The MacView

Virtual Instrumentation from a Mac perspective

My Photo
Name:
Location: Pflugerville, TX, United States

Tuesday, June 26, 2007

What ZFS support means

There have been a lot of ramblings about ZFS support in Leopard. Many people have wondered what the big deal is, and how it would help the average Mac user. Personally, I was just waiting for Steve Jobs to say the words "boot ZFS" and my life would have been compelte (well, not really, but it would have been pretty cool).

First, a little history (as I remember it, so it may not be completely accurate, but its close enough). The first filesystem (the way files are stored on disk) on the Macintosh was MFS (Multiple File System). MFS was very short lived (I have never actually used it, just heard about it). It did not have hierarchical file system (no folders). HFS (Hierarchical File System) replaced MFS pretty quickly.
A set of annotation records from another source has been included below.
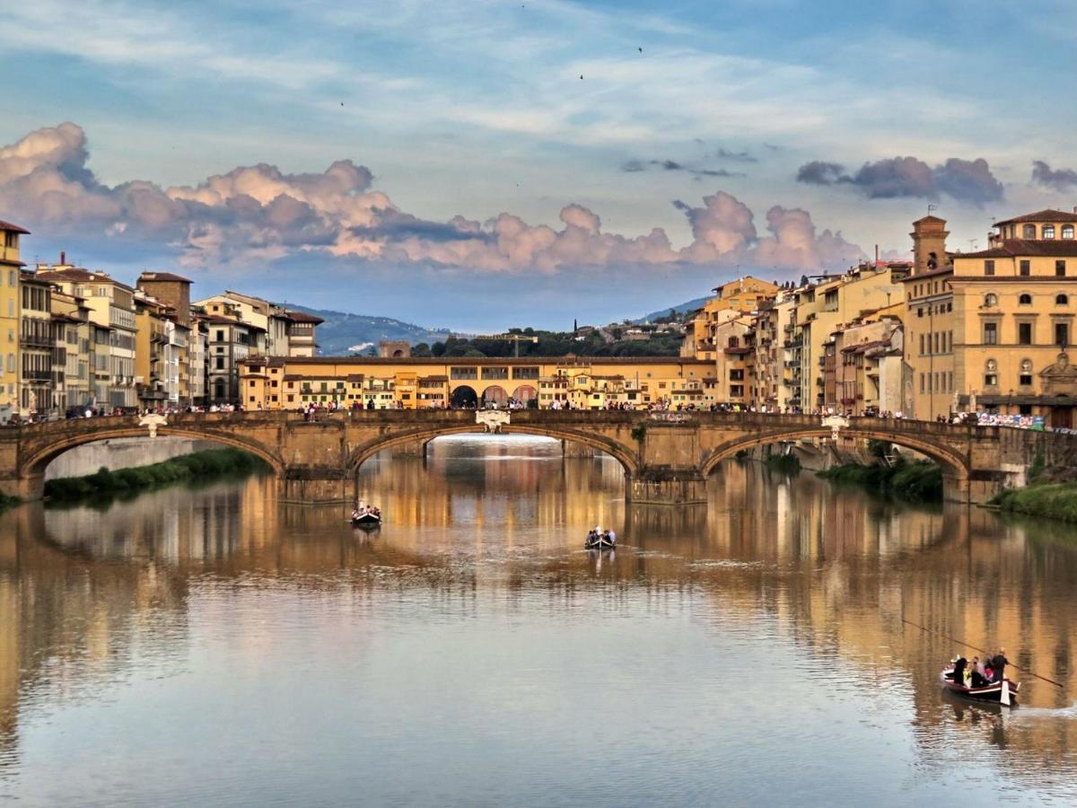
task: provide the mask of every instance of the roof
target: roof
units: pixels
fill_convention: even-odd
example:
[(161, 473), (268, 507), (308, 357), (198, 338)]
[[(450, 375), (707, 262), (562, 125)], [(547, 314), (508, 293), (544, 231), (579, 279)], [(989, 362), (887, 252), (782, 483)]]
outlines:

HFS was written when most people still booted off of 3.5" floppy disks (1.44 MB max) and computer RAM was measured in kB not GB. Then Apple upgraded HFS to HFSPlus. It handled much bigger drives, supported Unicode better and was just overall a better, more modern filesystem. The last little tweak Apple did to HFSPlus was to add journalling support (the filesystem better handled unexpected power outages).

The Sun develops an incredible filesystem, ZFS (Zetabyte File System).


  1. Adding more disk space is easy

    Right now, there are one or more logical disks for every physical disk. Most people are familiar with Macintosh HD which is a logical disk (Macintosh HD on the desktop) and a physical disk (say, a Western Digital inside their Mac). You can partition a physical disk into multiple logical disks. I have done this with a 250 GB external firewire drive. I have a different Mac OS version on each of (now 5) partitions, or logical disks.

    ZFS takes that trend in the reverse direction. You can have multiple physical disks "pooled" together into one logical disk. Imagine the following: you are running out of disk space, so you buy a new, much bigger hard drive. You install it and format it, and now you have two options: (1) migrate everything to the new drive, or (2) do some UNIX command lines to hobble the new disk into the filesystem on the old disk (sym-links, moving the home directory, etc). Neither of these is very clean, and both make things feel like the system is fragile.

    If your main hard drive had been formatted ZFS, you could do the following instead: Tell the OS to add the new drive to the "pool" of drive space available. That's it. The logical disk, Macintosh HD on your desktop, would now have the full storage capacity of both physical disks in your system. You can add as many drives as you can connect to your machine.

  2. Speed benefits of RAID, but in a simpler package


    The idea of "pooling" physical disks together for the logical disk has another benefit that is similar to the speed concepts in RAID. When you write data, you split the data between multiple disks. Then when you read it, both disks work as fast as they can to get their piece of the data requested. This is similar in concept to multiple CPUs (cores) in Macs today. If you can have two or more things sharing the load, you can make it faster.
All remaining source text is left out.